Tigers: Unusual Facts About Them

The most magnificent species of the cat on earth, the Tiger, is one of the most extraordinary creatures in the world. Reaching a total body length of 3.3 meters and weighs 306 kg, and was wandering in much of Asia, from Turkey in the west to the east coast of Russia. Unfortunately, over the past hundred years, it has lost 93% of its historical collection.

Of the nine species that previously existed, the remaining six are now restricted in Bangladesh, Bhutan, Cambodia, China, India, Indonesia (Sumatra), Lao People's Democratic Republic, Malaysia, Myanmar, Russia, Thailand, Vietnam and possibly North Korea. The world's population in the wilderness is estimated to be between 3,062 and 3,948 people, compared to about 100,000 at the beginning of the 20th century.

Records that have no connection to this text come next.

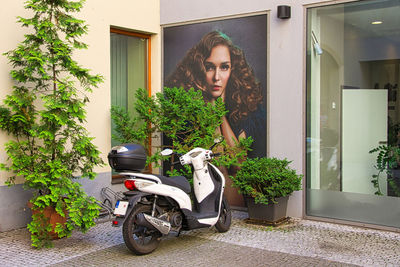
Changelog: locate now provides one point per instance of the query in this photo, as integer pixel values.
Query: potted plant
(266, 184)
(44, 115)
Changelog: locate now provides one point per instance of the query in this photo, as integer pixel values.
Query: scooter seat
(178, 181)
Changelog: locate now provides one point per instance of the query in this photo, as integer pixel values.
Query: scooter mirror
(167, 152)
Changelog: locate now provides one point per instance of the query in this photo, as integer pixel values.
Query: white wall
(286, 97)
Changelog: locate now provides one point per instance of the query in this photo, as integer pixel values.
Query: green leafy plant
(184, 118)
(266, 179)
(45, 114)
(387, 159)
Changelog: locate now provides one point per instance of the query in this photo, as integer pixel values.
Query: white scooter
(157, 205)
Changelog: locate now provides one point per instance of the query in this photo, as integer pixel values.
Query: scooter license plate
(121, 207)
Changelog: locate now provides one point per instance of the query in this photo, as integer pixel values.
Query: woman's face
(218, 70)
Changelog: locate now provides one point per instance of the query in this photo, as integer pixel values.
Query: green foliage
(184, 118)
(266, 179)
(45, 112)
(387, 159)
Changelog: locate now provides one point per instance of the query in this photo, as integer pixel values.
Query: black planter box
(127, 157)
(271, 213)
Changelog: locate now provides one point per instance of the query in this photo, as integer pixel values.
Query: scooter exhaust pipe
(153, 223)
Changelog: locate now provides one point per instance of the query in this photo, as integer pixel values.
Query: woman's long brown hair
(243, 93)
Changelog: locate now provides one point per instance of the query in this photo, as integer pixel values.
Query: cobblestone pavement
(298, 243)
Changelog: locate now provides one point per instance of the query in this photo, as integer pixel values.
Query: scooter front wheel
(139, 239)
(225, 217)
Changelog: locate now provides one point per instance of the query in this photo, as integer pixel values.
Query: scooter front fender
(133, 200)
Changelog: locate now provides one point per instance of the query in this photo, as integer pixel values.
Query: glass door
(353, 112)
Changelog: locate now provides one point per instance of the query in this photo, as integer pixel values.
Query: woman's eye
(209, 67)
(225, 67)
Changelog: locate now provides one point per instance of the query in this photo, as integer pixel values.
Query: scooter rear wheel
(139, 239)
(225, 217)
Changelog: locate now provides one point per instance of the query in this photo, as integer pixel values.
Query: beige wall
(135, 15)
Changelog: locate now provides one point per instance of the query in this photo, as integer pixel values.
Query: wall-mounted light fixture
(284, 12)
(317, 47)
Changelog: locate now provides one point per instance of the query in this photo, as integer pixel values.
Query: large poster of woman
(225, 59)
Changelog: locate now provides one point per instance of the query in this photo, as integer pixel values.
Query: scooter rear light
(130, 185)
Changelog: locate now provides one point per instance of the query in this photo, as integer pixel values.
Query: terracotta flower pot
(273, 212)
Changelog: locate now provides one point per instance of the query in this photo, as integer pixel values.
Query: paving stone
(297, 243)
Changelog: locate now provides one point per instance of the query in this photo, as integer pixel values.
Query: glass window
(129, 68)
(353, 112)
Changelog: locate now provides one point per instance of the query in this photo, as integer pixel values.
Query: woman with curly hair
(219, 69)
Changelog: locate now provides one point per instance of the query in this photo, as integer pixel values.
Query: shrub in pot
(44, 115)
(266, 182)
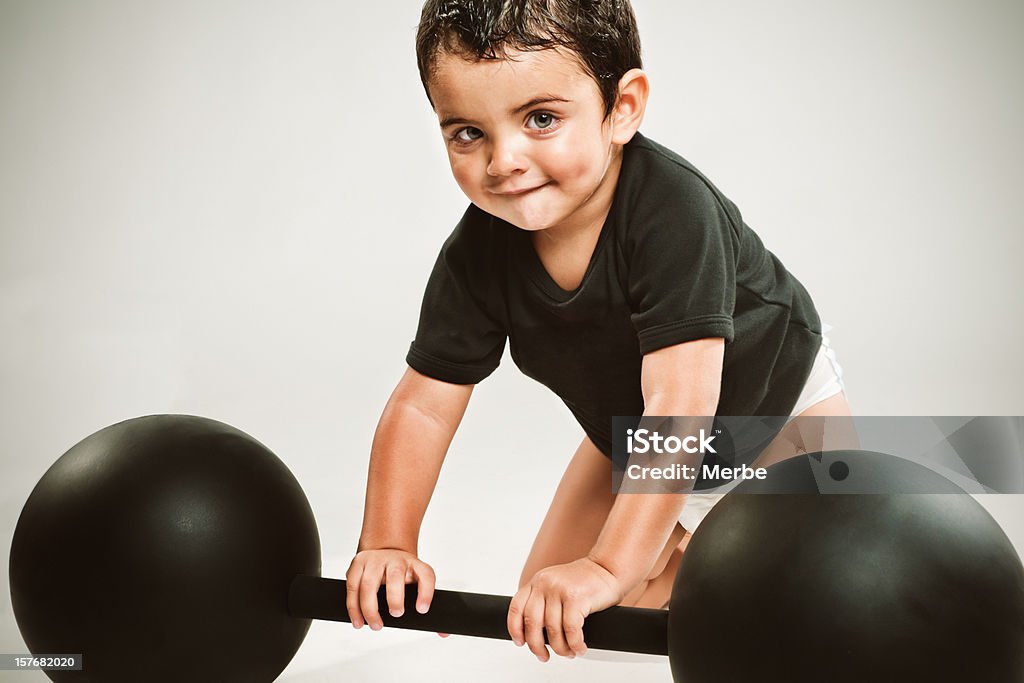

Here are unusual facts about this wonderful and extremely rare creature


Tigers cannot purr - You might think that because it's just a big cat, a Tiger could purr, right? In fact, this is not the case. Instead of purring to show his happiness, a Tiger narrows his eyes or even closes them completely. Since vision loss lowers Tigers' defences, it will only do so if you feel very comfortable and safe. Closing your eyes around, you mean, "I feel delighted when you are here, so much so that I can relax a bit!"

Tigers have wicked short term memory - A Tiger has a short-term memory about 30 times longer than a human. That means it can memorize how astounding that wild boar take-down it just performed was for a while. “Wow, I’m good…”

Tigers have been known to emulate the call of other animals to attract prey happily - Bears and Tigers usually cross each other because their habitats may overlap. So it would be logical for Tigers to have developed a strong taste for bears and carry food. To attract the bear directly, we know that the Tigers imitate the bear's prey, once the bear is close enough (believing he found a meal for himself), the Tiger attacks.

Over a hundred years ago, there were eight distinct subspecies of the Tiger. Today, three of those subspecies are extinct, and others are dangerously approaching being wiped off the earth forever.

According to traditional and old Chinese knowledge, a Tiger's body components have magical capabilities to cure disease. Tiger bones believably treat weakness; bristles are used for toothaches, and Tiger tails are used for skin infections. These long-held beliefs fuel catastrophic Tiger poaching.

Because of their gigantic size, Tigers can starve to death within two to three weeks. It needs about 30–40 days for a human to starve.

Because Tigers habitually attack their prey from the side or rear, some people living in rural India cover masks on the back of their heads.

Scientists assume that the white spots behind the ears of a tiger to assistant Tiger cubs follow their mothers in the shady forest. The white spot is called an "ocelli."

The Tiger Who Came to Tea will be roaring its way back to London this summer! Playing at the Theatre Royal Haymarket in the West End from 11 July until 4 September 2022, this is one of the best London attractions for kids aged 3+ this summer, so why not book your tickets and enjoy a day out to remember? The show runs for 55-minutes long and is based on the popular children’s picture book by Judith Kerr.